I know this is stable diffusion, but could this same arch be put to use to in CLIP/VQGAN? I have TBs of retro (in AI time) complete CLIP/VQGAN step reels with known seeds ;) .

@omegablast2002 6 ай бұрын

this is amazing

@christianholl7924 6 ай бұрын

I guess the tokens will be concatinated into each block? Could they also be replaced?

@amorgan5844 6 ай бұрын

Question. How much do loras have an effect on the input and output?

@latentvision 6 ай бұрын

how do you mean? we work on the cross attention, the lora weights have been already added at that point. depends on the lora the kind of influence that it has

@vintagegenious 6 ай бұрын

We could choose which blocks to apply lora weights to

@amorgan5844 6 ай бұрын

@latentvision like vintage put it, loras only influencing certain blocks. I haven't had time to test what I'm asking so it may not be a very well structured question. I'll ha e some time this weekend and will come back🤣

@amorgan5844 6 ай бұрын

@@vintagegenious well put, that's what my brain was struggling to spit out😂 good job mate.
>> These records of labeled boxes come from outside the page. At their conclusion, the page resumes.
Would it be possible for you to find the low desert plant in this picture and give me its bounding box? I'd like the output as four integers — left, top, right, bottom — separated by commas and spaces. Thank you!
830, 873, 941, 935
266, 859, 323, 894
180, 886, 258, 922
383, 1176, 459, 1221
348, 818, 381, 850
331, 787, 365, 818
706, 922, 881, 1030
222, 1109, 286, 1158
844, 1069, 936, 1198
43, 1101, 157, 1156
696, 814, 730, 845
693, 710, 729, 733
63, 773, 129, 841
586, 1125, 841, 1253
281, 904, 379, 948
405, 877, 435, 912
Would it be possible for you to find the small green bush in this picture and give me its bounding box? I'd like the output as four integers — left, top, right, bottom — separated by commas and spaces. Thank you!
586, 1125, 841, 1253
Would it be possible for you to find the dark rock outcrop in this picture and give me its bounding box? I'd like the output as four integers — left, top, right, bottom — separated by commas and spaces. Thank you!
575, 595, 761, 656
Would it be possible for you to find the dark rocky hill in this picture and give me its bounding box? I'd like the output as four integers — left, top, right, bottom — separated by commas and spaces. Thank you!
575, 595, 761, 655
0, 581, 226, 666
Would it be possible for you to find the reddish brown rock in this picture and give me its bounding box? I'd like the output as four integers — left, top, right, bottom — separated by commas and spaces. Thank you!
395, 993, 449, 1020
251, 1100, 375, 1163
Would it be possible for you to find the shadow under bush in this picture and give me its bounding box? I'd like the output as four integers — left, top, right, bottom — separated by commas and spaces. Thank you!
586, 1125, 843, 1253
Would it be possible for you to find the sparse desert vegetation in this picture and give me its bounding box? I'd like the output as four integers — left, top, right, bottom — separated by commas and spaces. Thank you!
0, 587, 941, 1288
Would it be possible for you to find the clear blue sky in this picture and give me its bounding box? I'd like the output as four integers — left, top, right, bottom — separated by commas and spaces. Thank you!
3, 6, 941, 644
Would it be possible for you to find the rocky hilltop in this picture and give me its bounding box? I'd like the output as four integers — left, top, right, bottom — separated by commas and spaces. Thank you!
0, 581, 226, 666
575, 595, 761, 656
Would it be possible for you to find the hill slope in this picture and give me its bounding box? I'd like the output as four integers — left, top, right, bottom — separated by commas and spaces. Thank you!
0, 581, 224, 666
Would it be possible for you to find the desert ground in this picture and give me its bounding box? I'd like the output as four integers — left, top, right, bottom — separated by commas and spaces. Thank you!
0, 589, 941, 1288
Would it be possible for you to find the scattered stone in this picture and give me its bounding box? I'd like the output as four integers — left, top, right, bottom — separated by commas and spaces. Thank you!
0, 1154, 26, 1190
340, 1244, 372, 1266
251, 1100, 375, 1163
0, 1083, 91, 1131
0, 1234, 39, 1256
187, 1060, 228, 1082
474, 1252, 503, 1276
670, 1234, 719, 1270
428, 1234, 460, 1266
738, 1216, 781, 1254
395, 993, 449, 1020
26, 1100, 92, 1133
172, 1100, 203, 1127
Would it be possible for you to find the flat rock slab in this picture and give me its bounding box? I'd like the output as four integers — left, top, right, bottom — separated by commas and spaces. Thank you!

@vintagegenious 6 ай бұрын

@@amorgan5844 😁

@MrPaPaYa86 6 ай бұрын

We need to come up with a system for systematic testing and reporting of blocks functions in stable diffusion, so they can be added to the models information in civitAI

@latentvision 6 ай бұрын

ah! that would be great!

@xyem1928 5 ай бұрын

It seems like it would be fairly easy to do. We'd just need to build a set of keywords along with what they represent (e.g. composition, pose, medium) and then present the "base" image as well as the one with the block prompt and have a user rating of 1) how different it is from the base and 2) how well the second one represents the keyword. This would identify which blocks were sensitive to which concept class and concept.